I have a brew installed gnu parallel in MacStudio;
(base) ~ % brew info parallel
==> parallel: stable 20221222 (bottled), HEAD
Shell command parallelization utility
https://savannah.gnu.org/projects/parallel/
(base) ~ % parallel --version
GNU parallel 20221222
Copyright (C) 2007-2022 Ole Tange, http://ole.tange.dk and Free Software
Foundation, Inc.
I played pipe-part
with sed
as follows;
parallel -a -eta -vv SRR8758324_2.fastq -k --block 30M --pipe-part 'sed "s/+.*/+/"' > SRR8758324_2.mod.fastq
When I monitored a cpu usage by htop, I could see all the 20 cores light up.

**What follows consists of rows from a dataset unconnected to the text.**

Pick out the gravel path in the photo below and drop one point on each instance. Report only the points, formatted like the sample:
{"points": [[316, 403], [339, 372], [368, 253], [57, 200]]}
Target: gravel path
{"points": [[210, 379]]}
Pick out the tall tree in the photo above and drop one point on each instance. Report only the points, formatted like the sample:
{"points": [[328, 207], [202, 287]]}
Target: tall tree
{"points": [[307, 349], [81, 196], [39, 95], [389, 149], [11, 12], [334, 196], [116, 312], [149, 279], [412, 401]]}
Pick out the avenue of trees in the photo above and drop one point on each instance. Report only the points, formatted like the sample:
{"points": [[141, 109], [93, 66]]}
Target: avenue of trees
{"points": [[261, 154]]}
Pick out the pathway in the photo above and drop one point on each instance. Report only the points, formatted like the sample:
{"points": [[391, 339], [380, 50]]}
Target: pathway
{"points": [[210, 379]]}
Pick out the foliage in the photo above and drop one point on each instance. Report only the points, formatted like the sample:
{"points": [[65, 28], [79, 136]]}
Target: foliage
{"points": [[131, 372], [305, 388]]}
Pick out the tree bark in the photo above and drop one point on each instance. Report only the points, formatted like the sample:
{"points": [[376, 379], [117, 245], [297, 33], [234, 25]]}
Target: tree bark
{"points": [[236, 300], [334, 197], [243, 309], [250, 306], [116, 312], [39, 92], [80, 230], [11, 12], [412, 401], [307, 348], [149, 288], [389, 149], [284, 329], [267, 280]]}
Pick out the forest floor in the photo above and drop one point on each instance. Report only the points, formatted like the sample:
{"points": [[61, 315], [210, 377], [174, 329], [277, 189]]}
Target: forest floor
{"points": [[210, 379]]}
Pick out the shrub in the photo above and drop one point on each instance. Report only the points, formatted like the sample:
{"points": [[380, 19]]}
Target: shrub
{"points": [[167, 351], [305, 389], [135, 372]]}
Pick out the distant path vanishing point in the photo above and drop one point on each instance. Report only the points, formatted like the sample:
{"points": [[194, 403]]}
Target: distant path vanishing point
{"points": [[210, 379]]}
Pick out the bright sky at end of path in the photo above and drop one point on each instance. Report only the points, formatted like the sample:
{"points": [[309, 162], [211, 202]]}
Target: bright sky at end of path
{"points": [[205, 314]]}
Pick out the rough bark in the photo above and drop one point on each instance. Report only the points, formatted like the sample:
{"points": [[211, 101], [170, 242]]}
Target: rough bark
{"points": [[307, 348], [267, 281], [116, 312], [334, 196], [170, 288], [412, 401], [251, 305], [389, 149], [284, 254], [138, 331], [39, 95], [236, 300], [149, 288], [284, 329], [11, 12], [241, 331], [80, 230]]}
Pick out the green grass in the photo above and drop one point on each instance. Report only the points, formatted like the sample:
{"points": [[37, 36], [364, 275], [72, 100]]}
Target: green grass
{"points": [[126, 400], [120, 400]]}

However, when I fired a following;
parallel -j 20 --eta -vv 'sed "s/+.*/+/"' ::: SRR8758324_2.fastq > SRR8758324_2.mod.fastq
only a single core was used. I'd really appreciate pointers to what I am missing.
'c.
,xNMM.
.OMMMMo OS: macOS 13.1 22C65 arm64
OMMM0, Host: Mac13,2
.;loddo:' loolloddol;. Kernel: 22.2.0
cKMMMMMMMMMMNWMMMMMMMMMM0: Uptime: 9 hours, 19 mins
.KMMMMMMMMMMMMMMMMMMMMMMMWd. Packages: 181 (brew)
XMMMMMMMMMMMMMMMMMMMMMMMX. Shell: zsh 5.9
;MMMMMMMMMMMMMMMMMMMMMMMM: Resolution: 3440x1440
:MMMMMMMMMMMMMMMMMMMMMMMM: DE: Aqua
.MMMMMMMMMMMMMMMMMMMMMMMMX. WM: Quartz Compositor
kMMMMMMMMMMMMMMMMMMMMMMMMWd. WM Theme: Blue (Light)
.XMMMMMMMMMMMMMMMMMMMMMMMMMMk Terminal: iTerm2
.XMMMMMMMMMMMMMMMMMMMMMMMMK. Terminal Font: Monaco 10
kMMMMMMMMMMMMMMMMMMMMMMd CPU: Apple M1 Ultra
;KMMMMMMMWXXWMMMMMMMk. GPU: Apple M1 Ultra
.cooc,. .,coo:. Memory: 3099MiB / 131072MiB
You're just running one instance of sed
on one file in the second example.
In the first one, because of --pipe-part
, you are asking GNU Parallel to split the file into chunks and process each one in a new job.